I keep nothing separate, everything is endlessly influenced.

It is possible for someone with an entirely different world view from your own to love or appreciate your work. How, if at all, is it possible to use this power of sound and music to enter into a dialogue?

I think that is the art, that’s what I long for, what I so much enjoy: finding ways to translate something deeply personal and specific into something of a different form — music, film, poetry — that becomes a form of itself, both specific and broad. And in that way it can feel personal to anyone who is open to it, by connecting it to their own life.

I guess it also depends on how much we censor ourselves before experiencing something. That’s where music and sound have a special quality, because they enter the body quite immediately, on an emotional level, before all of the thinking can take place.

I think we often don’t allow ourselves to experience something fully, because it doesn’t seem appropriate, or doesn’t align with our moral beliefs or tastes.

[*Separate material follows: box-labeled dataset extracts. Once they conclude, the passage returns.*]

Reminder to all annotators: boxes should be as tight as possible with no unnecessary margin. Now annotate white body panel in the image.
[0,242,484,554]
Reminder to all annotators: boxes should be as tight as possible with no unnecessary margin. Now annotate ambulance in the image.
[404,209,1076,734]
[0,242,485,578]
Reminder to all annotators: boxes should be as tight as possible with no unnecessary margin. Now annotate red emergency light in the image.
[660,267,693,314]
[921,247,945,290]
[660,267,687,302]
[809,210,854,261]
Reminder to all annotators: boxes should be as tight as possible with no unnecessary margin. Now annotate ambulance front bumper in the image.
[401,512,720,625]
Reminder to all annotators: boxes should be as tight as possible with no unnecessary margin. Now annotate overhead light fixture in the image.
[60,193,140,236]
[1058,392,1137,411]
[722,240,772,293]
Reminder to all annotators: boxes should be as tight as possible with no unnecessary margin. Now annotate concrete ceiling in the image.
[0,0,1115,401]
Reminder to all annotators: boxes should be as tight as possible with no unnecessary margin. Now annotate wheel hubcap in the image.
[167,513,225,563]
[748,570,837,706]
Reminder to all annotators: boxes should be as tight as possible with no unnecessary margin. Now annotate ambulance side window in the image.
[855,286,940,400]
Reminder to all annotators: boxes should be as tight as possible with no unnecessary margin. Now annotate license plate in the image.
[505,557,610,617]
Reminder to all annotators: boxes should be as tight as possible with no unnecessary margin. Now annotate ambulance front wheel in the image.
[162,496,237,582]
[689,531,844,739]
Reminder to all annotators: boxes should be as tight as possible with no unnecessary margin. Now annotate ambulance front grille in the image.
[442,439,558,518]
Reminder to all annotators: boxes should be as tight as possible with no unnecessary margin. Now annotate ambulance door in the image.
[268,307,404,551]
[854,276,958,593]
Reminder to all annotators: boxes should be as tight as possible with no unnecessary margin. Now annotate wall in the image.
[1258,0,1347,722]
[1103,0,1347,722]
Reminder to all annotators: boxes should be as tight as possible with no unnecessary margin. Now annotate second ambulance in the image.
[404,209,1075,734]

It’s so easy to judge immediately. To engage in a dialogue one needs to be open to the other, to take in new truths, move them around a bit on the inside and then, only after a while, combine them with what’s already there. I need to remind myself of that as well.

In human history, music is a universal across cultures and eras of development. Still, musicians are possibly being exploited more than ever. How do you feel they can see beyond their personal limitations, and form bonds and communities capable of tangibly furthering their cause? How can we get people to listen?

I try not to focus on how to “get people to listen“ or “further a cause.“ As a musician, that is not my concern.

In any art, as soon as I sense that something was made with an agenda or intention beyond the pure act of creation, it doesn’t move me as deeply. I can appreciate it as important work, support it, confront myself with it. But in art I’m always looking for something that makes me feel deeply.

I guess that makes me quite pleasure driven — because feeling is much more pleasurable to me than thinking. For me, there are things in life one can only feel, not explain or rationally understand. Maybe those things are more important to me than the rational rest.

Communities are vital — I don’t know how I would live my life and make my art without the immense support of the people around me. To have that is a gift. And wonderful art can blossom when different minds and skills come together.